Jamaica Gleaner Online TODAY'S ISSUE
Aug 23, 1999


Mark of depravity

Dawn Ritch

WHEN beggars die, there are no comets seen; the heavens themselves blaze forth the death of princes."

Julius Caesar, Shakespeare

The binding, gagging and suffocation of Madame Rose Leon in her home at the age of 86 is a tragic mark of our depravity.

Yet the leaders of our political parties speak of her as though she died of natural causes. And talk show host Mutty Perkins utters desperate nonsense about her murder not being more important than either that of Tess Thomas, or Agana Barrett who suffocated in the Constant Spring lock-up.

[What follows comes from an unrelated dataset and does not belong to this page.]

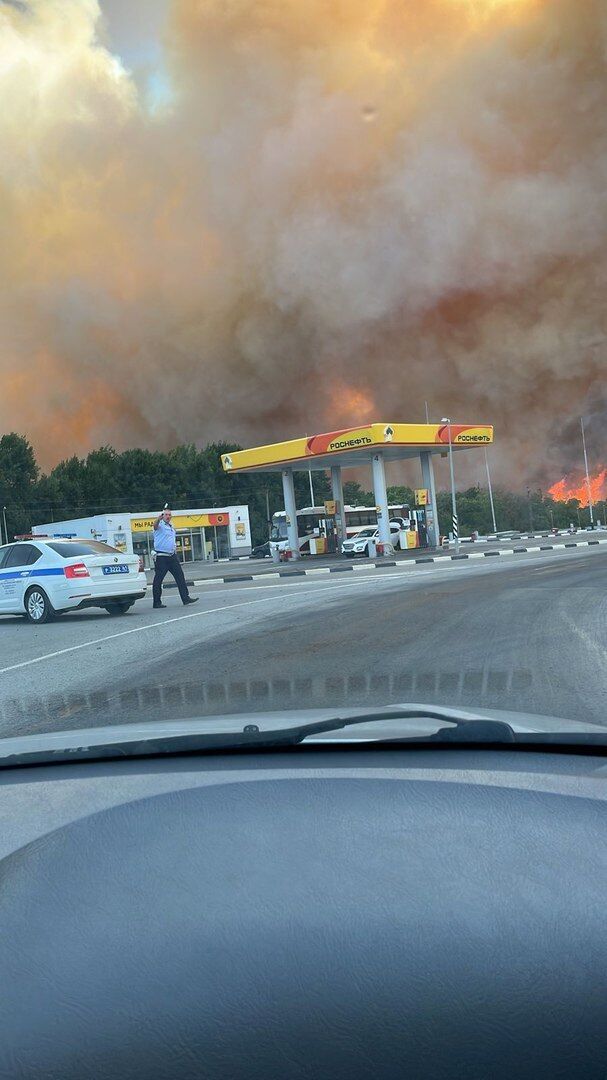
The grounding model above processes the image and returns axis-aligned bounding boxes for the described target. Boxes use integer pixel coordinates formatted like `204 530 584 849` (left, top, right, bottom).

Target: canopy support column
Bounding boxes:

The elderly Tess Thomas gave her life to public service and the defence of the rights of consumers in this country. We don't know what young Agana Barrett did, and cannot know what he might have done in future. All people are indeed equal, but they do not contribute equally. In its indecent haste to be unjudgemental and equalitarian, this country has lost a sense of degree and with it all standards.

Tragic though his death was, Agana Barrett's contribution to Jamaica can by no stretch of the imagination be compared to Tess Thomas', nor indeed Madam Rose's.

Not only a pioneer industrialist and a Cabinet minister for both political parties Madame Rose was the mother of poor people's housing in this country. Hurricane Charlie had devastated the island in 1951 and when she became Minister of Health and Housing a couple years later she initiated the first programme of public housing because devastation on such a scale should never be allowed to happen again. A decent lady, she hoped to raise the standard of decency in her country. Her murder is not only a tragic disgrace, but a far far greater one than usual.

A people cannot survive who show no deference to the personal achievement of others. Democracy and religion both teach that all people are created equal, but life proves that they are not all equally talented nor indeed equally honourable. Civilisation demands that we make that distinction, and keep it close at all times.

It was therefore singularly unhelpful of Michael Manley to make a great furor in the 1970s about the existence and plight of those whom he lionised as "Sufferers". Sufferers he claimed, were those abandoned and forgotten by society and deprived of its comforts through no fault of their own.

It is not possible to wish away poverty. What a Government can do is create opportunity for people to escape it with their own effort. Manley popularised quite another set of values. Everybody else now had responsibility for poverty except the poor themselves. Government, and particularly the owners of business, had exclusive responsibility for housing the poor, their feeding, schooling, health and burial.

A successful assault had been unleashed upon the spirit of society. The poor should have as many children as they want, because somebody else will always be obliged to care for them. As a result poor parents now spend most of their money on hairdos and dancehall outfits. When I was growing up poor parents bought slates, lead pencils, and were glad to send their children to school. Today there are many more schools, but consistent attendance is the economic priority of but a few.

At a time therefore when the majority now say "Respect" as a synonym for "Hello", they have no self-respect or respect for others, and no one seems to care. Those who have made something of themselves and contribute to society, are left having to justify their own existence to politicians and the audience of talk show hosts. Mediocrity is thus enshrined.

This makes us all poorer, and robs the country of its energy. When the third rate is not only tolerated but poverty lionised, the result is a barbarous Jamaica. From such a county it is no surprise that talent and goodness flee.